I honestly believe that if one puts something on one's plate, that one should finish it unless it turns out to be not what it was advertised as - like way to much salt, or an allergin that wasn't obvious (pick up a bite of salad and see a nut lurking there!). This is for family style or buffets. Little kids are another matter, of course. Whims and desires change so quickly!

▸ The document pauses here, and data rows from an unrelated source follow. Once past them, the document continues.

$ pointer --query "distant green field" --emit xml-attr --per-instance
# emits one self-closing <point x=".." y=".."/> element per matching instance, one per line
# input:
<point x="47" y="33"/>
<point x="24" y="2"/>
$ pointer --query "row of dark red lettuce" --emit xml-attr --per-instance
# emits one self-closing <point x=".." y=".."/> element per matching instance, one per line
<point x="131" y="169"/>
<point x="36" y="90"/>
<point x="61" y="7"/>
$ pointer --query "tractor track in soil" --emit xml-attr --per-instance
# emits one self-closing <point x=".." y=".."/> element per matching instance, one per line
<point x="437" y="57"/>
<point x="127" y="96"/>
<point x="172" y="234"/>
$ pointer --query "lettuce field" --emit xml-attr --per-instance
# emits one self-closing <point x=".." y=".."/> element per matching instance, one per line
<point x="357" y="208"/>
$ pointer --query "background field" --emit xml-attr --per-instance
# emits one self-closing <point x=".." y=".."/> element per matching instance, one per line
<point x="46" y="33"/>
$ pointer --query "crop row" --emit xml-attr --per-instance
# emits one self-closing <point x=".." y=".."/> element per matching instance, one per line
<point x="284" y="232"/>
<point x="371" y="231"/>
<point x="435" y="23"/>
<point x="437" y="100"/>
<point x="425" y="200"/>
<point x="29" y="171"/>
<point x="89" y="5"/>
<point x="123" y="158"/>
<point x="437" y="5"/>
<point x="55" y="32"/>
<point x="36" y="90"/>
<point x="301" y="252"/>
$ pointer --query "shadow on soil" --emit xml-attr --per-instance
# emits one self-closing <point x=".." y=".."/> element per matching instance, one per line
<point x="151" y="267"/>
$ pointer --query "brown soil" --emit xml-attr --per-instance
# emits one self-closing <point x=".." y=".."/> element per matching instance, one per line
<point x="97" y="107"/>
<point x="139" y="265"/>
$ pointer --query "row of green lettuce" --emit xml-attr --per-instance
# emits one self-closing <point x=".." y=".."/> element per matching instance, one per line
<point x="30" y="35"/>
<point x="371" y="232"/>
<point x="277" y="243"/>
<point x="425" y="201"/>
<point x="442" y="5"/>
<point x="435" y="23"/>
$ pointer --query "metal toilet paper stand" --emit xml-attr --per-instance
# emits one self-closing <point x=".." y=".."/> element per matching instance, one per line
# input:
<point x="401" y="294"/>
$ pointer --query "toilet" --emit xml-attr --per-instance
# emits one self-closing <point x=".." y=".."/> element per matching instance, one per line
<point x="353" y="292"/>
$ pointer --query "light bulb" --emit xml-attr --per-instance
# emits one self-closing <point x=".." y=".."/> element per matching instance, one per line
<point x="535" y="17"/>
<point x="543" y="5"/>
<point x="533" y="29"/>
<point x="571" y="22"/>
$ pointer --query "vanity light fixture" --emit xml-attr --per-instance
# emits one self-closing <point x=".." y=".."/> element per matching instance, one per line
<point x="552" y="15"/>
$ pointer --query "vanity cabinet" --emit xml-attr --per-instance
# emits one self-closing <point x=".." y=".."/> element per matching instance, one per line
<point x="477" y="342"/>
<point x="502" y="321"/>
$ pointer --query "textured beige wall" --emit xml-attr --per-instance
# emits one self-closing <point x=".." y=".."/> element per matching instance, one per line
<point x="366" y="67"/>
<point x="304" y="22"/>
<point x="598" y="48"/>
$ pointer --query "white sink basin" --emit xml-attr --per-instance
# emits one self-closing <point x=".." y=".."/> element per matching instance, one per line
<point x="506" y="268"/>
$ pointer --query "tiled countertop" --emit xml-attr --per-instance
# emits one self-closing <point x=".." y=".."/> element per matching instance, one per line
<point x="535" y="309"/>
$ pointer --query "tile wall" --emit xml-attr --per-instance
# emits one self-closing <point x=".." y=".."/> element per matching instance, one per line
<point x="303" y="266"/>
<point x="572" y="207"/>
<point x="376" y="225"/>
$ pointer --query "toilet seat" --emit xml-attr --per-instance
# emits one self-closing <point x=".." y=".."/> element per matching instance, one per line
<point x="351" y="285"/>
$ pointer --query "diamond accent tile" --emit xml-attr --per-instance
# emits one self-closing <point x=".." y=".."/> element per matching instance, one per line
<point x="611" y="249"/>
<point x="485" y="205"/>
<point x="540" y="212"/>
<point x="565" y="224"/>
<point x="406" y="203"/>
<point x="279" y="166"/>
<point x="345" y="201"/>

While I don't condone deliberately putting too much food on a plate, it sometimes happen that a dish is more filling than expected, too rich or the serving spoon more capacious than it appears. Or maybe something that sounded good simply wasn't, even though it is what was described. I am not going to force myself to eat.

What lady_disdain said.

I'm making healthier choices about eating. Part of that is taking smaller servings. Part of that is paying attention to signals that I'm full. Going past that point because I made a mistake by taking a larger server than I end up being comfortable eating - not going to happen just to be polite.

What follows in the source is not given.